In many cases, the service providers would like to monitor the location at which their customers install the STTs, and more importantly, to detect when a customer moves his or her STT to a new location. Under certain circumstances, the movement of the STT may be a form of piracy or otherwise unauthorized. For example, a customer in a first country may not be able to legitimately buy a set-top terminal for a service originating in a second country, even though the satellite's signal is received in the first country, due to various financial, political or copyright restrictions. Nonetheless, a "grey market" may result, in which the STTs are bought in the second country and imported (or smuggled) into the first country. Thus, the service provider would like to detect such activities in order to ensure that STTs that are moved to the first country would not function there.
The movement of STTs may be a form of piracy even without crossing international borders. A service provider would also like to restrict the movement of an STT from a customer's residence to a commercial venue such as a theater or a bar (where a subscription is generally more expensive).
Modern telephone switches provide two features for identifying the calling party, namely, the automatic number identification (ANI) feature, which transfers the calling party's identification to another switch, and the calling number delivery (CND) feature, which transfers the calling party's phone number to the callee. Usually, but not always, the ANI and CND contain the same information. The CND feature is commonly known as the "caller ID" feature.
The "caller ID" feature can be enabled and disabled by the caller by dialing certain codes before the number. In contrast, the ANI feature is automatic and cannot be disabled by the caller. This feature is currently used to locate callers to emergency services (such as "911" in the United States). Since a caller's ANI is readily available for calls to toll-free numbers in the United States, many service providers currently use the ANI to obtain the location of the caller. In the following discussion, the popular name "caller-ID" will apply to either ANI or CND. The service provider maintains a database of the phone number(s) of each customer. In this manner, whenever the customer calls the service provider, the service provider can verify that the call is coming from the customer's designated phone number.

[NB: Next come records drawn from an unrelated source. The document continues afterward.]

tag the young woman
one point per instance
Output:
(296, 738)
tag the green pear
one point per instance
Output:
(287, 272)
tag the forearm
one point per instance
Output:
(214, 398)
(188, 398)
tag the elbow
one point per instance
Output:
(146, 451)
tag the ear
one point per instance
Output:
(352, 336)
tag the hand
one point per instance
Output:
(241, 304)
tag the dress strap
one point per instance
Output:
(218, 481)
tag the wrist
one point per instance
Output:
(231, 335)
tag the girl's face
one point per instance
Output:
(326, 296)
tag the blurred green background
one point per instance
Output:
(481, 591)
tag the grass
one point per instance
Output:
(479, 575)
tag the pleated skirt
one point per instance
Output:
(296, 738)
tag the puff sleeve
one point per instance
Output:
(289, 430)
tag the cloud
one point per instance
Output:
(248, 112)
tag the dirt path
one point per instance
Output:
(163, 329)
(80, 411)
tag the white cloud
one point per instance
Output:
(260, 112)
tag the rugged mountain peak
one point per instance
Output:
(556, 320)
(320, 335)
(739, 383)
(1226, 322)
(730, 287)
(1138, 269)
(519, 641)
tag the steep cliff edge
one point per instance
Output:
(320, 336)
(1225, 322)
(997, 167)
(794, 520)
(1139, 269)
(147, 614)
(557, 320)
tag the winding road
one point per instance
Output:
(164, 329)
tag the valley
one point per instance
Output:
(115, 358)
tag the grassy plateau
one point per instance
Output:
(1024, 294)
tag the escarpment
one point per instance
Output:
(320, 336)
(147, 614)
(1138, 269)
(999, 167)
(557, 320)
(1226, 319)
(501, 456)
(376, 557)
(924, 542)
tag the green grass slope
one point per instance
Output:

The caller ID feature has been utilized to detect STT movement in DBS systems by implementing a caller ID verification of the callback. It is again noted that the STT needs to make a phone call to the service provider at least once every billing period in order to download decryption keys and upload usage information. During this callback, the STT and the service provider run a cryptographic protocol to authenticate both parties, guarantee the integrity of the data, and prohibit eavesdropping. As part of the authentication, the service provider can match the phone number obtained from the caller ID against the number on record for this particular customer's STT, in order to verify that the STT has not moved.
The caller ID feature is an indirect method of detecting the location of the STT, since the caller ID implicitly identifies a phone number with a geographic location. Therefore, the accuracy of the caller ID scheme really depends on the inflexibility of the local telephone company. However, it has been found that obtaining a location by caller ID is not very reliable. For example, a long-range cordless telephone allows the STT to initiate the call up to half a mile away from the phone's base station, which is connected to the phone line at the legitimate location.
In addition, the STT could be moved without the service provider's knowledge by relocating the phone line to a new address without changing the number (so called "number portability"). Currently, local telephone companies could do this as long as the new address is served by the same telephone exchange. More sophisticated attacks can be used to move the equipment even further. For example, if the STT is connected to a private branch exchange (PBX) switch connected to the telephone network, the PBX is responsible for generating the ANI and CND, which are passed to the callee. A pirate can purchase a PC-based PBX, and instruct the PBX to generate legitimate ANI and CND identifiers, although the STT is actually connected to a different telephone line.
As apparent from the above-described deficiencies with conventional techniques for determining the location of a set-top terminal, a need exists for a method and apparatus for determining the location of a set-top terminal where the cost of breaking the system is higher than the benefit.